Industry voices believe this shift matters. Rebecca Liao, CEO of Saga, has argued that the CFTC may actually be the most powerful agency in crypto regulation. While the SEC has drawn attention through enforcement, the CFTC has the ability to open markets, especially around commodities like bitcoin.

Bitcoin’s commodity status puts it squarely in the CFTC’s domain. Liao’s view is simple. If the CFTC focuses on ensuring a healthy, well regulated bitcoin market, the rest of the ecosystem will follow. Historically, when bitcoin thrives, liquidity and confidence spill into the broader crypto market.

A Lean Leadership Bench in 2026

Both agencies are entering 2026 understaffed. The SEC currently has three commissioners, with two seats expected to open soon. The CFTC is even leaner, with Selig serving as its sole commissioner. By statute, each agency should have five commissioners, balanced across parties.

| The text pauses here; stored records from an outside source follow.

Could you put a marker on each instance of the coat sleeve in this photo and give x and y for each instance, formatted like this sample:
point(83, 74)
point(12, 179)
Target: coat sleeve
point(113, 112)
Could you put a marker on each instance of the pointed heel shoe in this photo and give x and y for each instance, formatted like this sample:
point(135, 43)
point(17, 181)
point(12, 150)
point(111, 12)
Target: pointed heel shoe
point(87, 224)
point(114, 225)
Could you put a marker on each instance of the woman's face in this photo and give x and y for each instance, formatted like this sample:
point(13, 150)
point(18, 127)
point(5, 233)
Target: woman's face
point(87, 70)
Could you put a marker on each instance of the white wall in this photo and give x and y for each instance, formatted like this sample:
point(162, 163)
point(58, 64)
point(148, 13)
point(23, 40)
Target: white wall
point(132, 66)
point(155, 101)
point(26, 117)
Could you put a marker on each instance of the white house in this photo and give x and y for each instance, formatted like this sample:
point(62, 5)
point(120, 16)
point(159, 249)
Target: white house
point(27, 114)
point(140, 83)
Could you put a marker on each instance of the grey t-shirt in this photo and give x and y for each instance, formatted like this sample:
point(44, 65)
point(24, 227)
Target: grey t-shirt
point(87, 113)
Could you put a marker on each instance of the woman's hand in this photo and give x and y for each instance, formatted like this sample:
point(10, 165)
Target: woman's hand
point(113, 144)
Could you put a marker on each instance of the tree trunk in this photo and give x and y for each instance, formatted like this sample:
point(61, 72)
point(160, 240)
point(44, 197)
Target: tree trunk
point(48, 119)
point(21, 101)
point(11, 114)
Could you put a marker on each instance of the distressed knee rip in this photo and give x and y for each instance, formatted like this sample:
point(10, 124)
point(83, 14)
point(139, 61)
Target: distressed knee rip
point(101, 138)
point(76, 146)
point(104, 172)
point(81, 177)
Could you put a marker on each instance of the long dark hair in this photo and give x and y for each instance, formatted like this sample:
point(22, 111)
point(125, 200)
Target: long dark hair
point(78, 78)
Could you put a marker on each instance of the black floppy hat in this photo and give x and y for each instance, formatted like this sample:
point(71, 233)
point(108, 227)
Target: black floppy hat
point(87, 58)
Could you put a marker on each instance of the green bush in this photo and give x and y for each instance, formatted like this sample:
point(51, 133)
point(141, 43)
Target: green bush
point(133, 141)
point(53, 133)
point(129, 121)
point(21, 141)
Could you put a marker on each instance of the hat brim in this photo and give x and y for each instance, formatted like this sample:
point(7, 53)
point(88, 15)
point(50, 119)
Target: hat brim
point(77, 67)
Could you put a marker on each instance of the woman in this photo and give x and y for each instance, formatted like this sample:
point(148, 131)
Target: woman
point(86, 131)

This lack of personnel is not ideal, but it is unlikely to halt progress. As Snyder notes, strategic direction usually comes from the executive branch, and appointments will follow. The agendas are already set. What may change is the speed and precision of execution once the benches are fully staffed.

What 2026 Really Signals

Crypto regulation in 2026 is no longer about ideological battles over jurisdiction. It is about structure, coordination, and controlled experimentation. The SEC is laying down definitions and guardrails, while the CFTC is positioning itself as a market enabler, particularly for bitcoin and spot products.

For the industry, this is not deregulation. It is something more mature. Clearer rules, shared oversight, and a recognition that crypto markets are not going away. The question is no longer whether regulation will happen, but how intelligently it will be implemented.